Physician Assistant in the US Army

Military PAs serve in the White House Medical Unit, where they provide care to the president and vice president and their families as well as White House staff.[citation needed]

They are employed by several organizations with the intelligence community, specifically the Central Intelligence Agency.[113] While much of the job description is classified, they work under the Directorate of Support and are deployed to "austere environments" where they provide medical care, including trauma stabilization, and teach in the fields of survival, field medicine, and tactical combat casualty care.[113]

United States Army PAs serve as Medical Specialist Corps officers, typically within Army combat or combat support battalions located in the continental United States, Alaska, Hawaii, and overseas.[114] These include infantry, armor, cavalry, airborne, artillery, and (if the PA qualifies) special forces units.
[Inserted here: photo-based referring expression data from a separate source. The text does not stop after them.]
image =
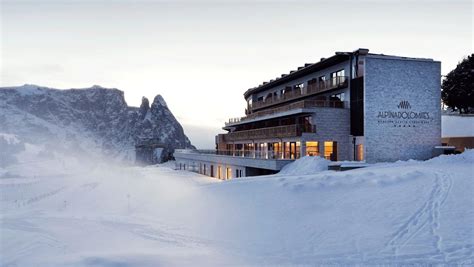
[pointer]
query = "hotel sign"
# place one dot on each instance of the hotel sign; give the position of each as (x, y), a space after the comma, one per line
(403, 116)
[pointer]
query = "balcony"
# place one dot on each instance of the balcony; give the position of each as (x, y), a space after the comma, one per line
(297, 105)
(270, 132)
(312, 89)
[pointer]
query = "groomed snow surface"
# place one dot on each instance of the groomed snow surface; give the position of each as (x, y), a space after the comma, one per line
(60, 212)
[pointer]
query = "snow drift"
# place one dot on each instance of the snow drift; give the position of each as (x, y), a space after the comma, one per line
(306, 165)
(404, 213)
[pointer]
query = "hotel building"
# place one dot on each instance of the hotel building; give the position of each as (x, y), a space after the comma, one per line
(352, 106)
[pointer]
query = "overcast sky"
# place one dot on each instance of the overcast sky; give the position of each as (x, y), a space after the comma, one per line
(201, 56)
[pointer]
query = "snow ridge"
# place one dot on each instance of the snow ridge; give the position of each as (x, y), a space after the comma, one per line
(90, 120)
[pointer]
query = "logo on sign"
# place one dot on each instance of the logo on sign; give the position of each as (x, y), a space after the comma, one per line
(404, 105)
(404, 116)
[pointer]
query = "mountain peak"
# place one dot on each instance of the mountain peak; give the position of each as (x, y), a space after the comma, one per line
(159, 100)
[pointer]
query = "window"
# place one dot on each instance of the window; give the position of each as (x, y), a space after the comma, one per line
(338, 97)
(337, 77)
(360, 152)
(286, 150)
(299, 88)
(330, 150)
(312, 148)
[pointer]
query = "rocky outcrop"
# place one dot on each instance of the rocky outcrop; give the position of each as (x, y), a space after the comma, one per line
(89, 120)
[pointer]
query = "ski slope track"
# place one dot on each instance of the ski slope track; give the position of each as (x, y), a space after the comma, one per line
(100, 214)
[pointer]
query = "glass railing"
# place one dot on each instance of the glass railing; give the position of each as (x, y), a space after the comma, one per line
(317, 87)
(276, 155)
(292, 106)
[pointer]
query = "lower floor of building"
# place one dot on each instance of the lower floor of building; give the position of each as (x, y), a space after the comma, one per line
(334, 149)
(243, 159)
(221, 171)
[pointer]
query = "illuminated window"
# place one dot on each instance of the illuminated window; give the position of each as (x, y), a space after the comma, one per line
(312, 148)
(298, 150)
(219, 171)
(330, 150)
(360, 152)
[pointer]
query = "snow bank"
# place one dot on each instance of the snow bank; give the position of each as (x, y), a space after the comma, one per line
(466, 157)
(457, 126)
(306, 165)
(10, 139)
(394, 214)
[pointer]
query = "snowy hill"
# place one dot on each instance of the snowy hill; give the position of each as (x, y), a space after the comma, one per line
(90, 121)
(95, 214)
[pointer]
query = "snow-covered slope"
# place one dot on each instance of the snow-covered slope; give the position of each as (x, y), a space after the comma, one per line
(92, 214)
(92, 121)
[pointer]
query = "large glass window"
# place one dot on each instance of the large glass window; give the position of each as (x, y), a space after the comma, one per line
(286, 149)
(312, 148)
(330, 150)
(360, 152)
(298, 150)
(337, 77)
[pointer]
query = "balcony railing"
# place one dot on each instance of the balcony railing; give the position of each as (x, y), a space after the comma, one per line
(317, 87)
(296, 105)
(270, 132)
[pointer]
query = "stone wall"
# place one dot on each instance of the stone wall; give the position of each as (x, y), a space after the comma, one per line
(402, 116)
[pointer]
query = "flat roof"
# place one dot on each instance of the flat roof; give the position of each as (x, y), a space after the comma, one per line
(324, 63)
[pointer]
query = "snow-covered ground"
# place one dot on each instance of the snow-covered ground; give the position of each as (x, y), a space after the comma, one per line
(457, 126)
(64, 212)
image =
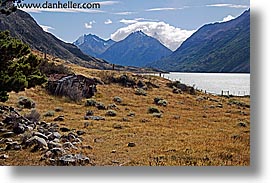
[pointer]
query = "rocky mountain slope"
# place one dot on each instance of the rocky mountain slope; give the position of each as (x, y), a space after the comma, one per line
(93, 45)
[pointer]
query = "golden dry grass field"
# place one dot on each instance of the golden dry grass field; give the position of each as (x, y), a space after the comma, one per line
(194, 130)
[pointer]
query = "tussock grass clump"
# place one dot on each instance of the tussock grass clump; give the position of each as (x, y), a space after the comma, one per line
(160, 101)
(33, 116)
(58, 109)
(117, 100)
(140, 91)
(157, 115)
(111, 113)
(90, 102)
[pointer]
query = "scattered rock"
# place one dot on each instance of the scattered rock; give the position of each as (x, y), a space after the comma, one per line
(111, 113)
(112, 106)
(242, 124)
(157, 115)
(176, 117)
(87, 147)
(79, 132)
(4, 156)
(89, 113)
(100, 106)
(59, 118)
(73, 160)
(96, 118)
(64, 129)
(117, 126)
(140, 91)
(87, 124)
(49, 114)
(19, 128)
(8, 134)
(117, 100)
(58, 109)
(160, 101)
(90, 102)
(113, 151)
(131, 114)
(54, 135)
(152, 110)
(69, 145)
(125, 119)
(41, 135)
(26, 102)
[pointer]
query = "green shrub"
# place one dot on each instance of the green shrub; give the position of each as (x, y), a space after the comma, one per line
(90, 102)
(49, 113)
(117, 100)
(152, 110)
(140, 91)
(26, 102)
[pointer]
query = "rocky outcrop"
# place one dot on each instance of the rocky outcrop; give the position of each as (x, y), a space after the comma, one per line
(74, 87)
(18, 134)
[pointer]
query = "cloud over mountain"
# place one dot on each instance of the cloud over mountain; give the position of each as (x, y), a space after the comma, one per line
(170, 36)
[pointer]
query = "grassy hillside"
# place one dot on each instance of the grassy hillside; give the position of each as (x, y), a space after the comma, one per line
(199, 129)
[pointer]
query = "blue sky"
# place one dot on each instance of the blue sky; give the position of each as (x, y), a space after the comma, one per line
(176, 16)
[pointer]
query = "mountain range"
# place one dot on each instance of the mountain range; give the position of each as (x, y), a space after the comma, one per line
(23, 26)
(217, 47)
(138, 49)
(93, 45)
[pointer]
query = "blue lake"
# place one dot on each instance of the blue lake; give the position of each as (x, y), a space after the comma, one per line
(236, 84)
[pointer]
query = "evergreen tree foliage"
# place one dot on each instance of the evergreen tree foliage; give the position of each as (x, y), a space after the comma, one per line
(19, 68)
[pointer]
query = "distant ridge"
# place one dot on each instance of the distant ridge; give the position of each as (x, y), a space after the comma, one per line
(217, 47)
(23, 26)
(93, 45)
(138, 49)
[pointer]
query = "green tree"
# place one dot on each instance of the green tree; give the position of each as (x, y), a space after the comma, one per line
(19, 68)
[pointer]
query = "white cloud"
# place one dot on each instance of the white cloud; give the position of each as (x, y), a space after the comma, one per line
(132, 21)
(124, 13)
(106, 3)
(89, 25)
(229, 5)
(168, 35)
(227, 18)
(163, 9)
(108, 21)
(59, 10)
(46, 28)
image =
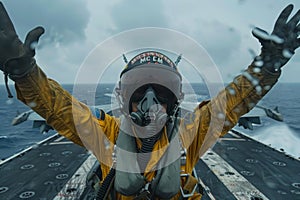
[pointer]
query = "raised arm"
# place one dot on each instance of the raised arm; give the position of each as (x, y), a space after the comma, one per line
(60, 109)
(216, 117)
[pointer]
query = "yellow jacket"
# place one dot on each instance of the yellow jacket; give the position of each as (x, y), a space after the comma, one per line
(73, 119)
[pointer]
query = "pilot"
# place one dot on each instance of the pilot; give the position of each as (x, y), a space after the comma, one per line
(150, 150)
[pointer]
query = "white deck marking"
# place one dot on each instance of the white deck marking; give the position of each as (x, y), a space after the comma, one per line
(76, 185)
(233, 134)
(239, 186)
(55, 143)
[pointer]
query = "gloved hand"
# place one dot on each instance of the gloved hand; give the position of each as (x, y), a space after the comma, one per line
(16, 58)
(279, 47)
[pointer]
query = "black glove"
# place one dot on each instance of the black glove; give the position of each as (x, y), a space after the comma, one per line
(279, 47)
(16, 58)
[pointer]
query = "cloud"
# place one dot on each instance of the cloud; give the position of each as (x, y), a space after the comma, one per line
(138, 13)
(65, 21)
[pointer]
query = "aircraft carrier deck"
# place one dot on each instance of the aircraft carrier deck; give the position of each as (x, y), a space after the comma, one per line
(237, 167)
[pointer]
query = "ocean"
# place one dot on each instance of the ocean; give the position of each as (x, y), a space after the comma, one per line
(284, 135)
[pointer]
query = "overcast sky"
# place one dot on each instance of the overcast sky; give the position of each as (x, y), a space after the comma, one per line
(75, 27)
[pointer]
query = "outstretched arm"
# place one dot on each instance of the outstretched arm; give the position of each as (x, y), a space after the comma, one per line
(64, 113)
(218, 116)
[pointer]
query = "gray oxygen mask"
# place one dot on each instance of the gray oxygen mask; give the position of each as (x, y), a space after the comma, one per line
(150, 112)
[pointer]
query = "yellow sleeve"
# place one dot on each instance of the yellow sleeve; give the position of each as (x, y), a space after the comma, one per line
(65, 114)
(215, 118)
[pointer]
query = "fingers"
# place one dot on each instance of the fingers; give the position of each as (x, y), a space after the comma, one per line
(5, 22)
(283, 16)
(33, 37)
(294, 20)
(260, 34)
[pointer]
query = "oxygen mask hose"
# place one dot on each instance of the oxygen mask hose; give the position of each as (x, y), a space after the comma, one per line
(150, 117)
(153, 132)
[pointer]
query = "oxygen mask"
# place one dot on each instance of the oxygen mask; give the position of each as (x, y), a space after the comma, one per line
(149, 106)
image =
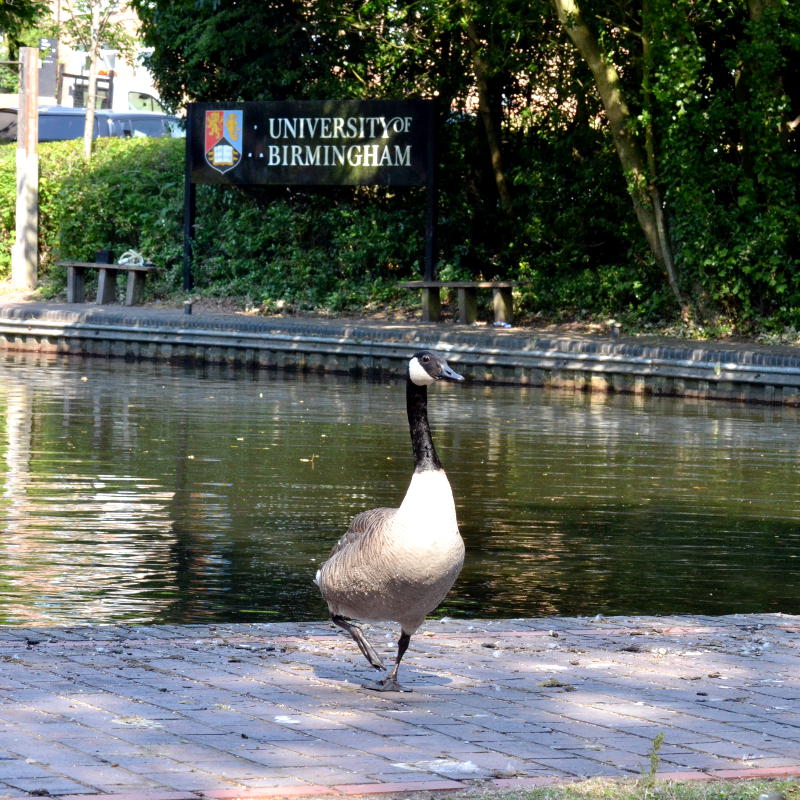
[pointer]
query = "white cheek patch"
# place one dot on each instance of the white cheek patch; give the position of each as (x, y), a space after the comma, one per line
(418, 374)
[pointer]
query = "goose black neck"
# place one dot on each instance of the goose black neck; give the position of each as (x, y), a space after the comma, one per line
(425, 458)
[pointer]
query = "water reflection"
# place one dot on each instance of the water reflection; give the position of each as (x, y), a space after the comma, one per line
(150, 493)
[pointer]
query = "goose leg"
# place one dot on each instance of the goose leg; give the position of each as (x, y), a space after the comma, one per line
(358, 637)
(390, 683)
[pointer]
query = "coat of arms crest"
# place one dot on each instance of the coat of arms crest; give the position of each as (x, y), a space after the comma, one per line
(224, 135)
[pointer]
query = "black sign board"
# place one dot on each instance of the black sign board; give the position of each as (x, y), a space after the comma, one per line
(311, 143)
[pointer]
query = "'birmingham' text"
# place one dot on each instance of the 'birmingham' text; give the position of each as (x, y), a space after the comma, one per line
(331, 155)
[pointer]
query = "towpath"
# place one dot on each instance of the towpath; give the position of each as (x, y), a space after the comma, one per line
(265, 710)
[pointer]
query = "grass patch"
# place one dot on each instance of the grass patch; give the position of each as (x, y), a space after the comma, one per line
(645, 789)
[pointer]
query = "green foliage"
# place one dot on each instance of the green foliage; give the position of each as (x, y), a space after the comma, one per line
(729, 160)
(129, 196)
(530, 184)
(335, 248)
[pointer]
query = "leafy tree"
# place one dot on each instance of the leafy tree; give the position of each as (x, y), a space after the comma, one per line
(88, 25)
(702, 100)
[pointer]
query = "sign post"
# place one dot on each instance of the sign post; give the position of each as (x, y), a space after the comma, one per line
(311, 143)
(25, 251)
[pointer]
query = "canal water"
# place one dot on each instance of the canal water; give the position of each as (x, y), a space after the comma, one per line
(149, 493)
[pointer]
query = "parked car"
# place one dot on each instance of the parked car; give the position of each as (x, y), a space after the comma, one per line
(62, 122)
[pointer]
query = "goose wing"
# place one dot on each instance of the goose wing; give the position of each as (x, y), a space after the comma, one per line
(363, 525)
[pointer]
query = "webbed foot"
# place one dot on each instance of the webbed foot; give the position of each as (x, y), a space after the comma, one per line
(388, 684)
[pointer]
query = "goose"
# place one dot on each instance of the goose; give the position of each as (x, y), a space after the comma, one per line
(397, 564)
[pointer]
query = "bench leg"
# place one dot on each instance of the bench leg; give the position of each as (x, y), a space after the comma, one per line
(133, 292)
(107, 286)
(467, 304)
(501, 301)
(75, 285)
(431, 305)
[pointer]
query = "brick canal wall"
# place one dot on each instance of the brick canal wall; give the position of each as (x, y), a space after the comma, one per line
(519, 356)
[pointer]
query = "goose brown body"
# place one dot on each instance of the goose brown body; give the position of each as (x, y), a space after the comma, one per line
(398, 564)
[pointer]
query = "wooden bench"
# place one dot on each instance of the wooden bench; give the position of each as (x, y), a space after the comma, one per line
(106, 281)
(467, 299)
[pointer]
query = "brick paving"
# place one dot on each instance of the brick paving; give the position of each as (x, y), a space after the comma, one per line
(265, 710)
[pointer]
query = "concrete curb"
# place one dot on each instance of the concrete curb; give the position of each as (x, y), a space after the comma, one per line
(269, 710)
(517, 356)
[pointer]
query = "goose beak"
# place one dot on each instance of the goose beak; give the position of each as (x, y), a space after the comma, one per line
(450, 374)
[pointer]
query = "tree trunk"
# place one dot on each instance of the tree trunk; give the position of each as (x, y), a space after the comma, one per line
(644, 194)
(490, 127)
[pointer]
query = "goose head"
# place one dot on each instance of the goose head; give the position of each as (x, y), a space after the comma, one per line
(426, 367)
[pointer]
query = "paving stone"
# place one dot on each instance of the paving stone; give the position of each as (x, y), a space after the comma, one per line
(83, 721)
They serve as the "front line" of Army medicine and along with combat medics are responsible for the total health care of soldiers assigned to their unit, as well as of their family members.[citation needed]

PAs also serve in the Air Force and Navy as clinical practitioners and aviation medicine specialists, as well as in the Coast Guard and Public Health Service. The skills required for these PAs are similar to that of their civilian colleagues, but additional training is provided in advanced casualty care, medical management of chemical injuries, aviation medicine, and military medicine.[citation needed] In addition, military PAs are also required to meet the officer commissioning requirements, and maintain the professional and physical readiness standards of their respective services.[115]

The marine physician assistant is a US Merchant Marine staff officer. A certificate of registry is granted through The United States Coast Guard National Maritime Center located in Martinsburg, West Virginia.[116] Formal training programs for marine physician assistants began in September, 1966 at the Public Service Health Hospital located in Staten Island, N.Y.[117]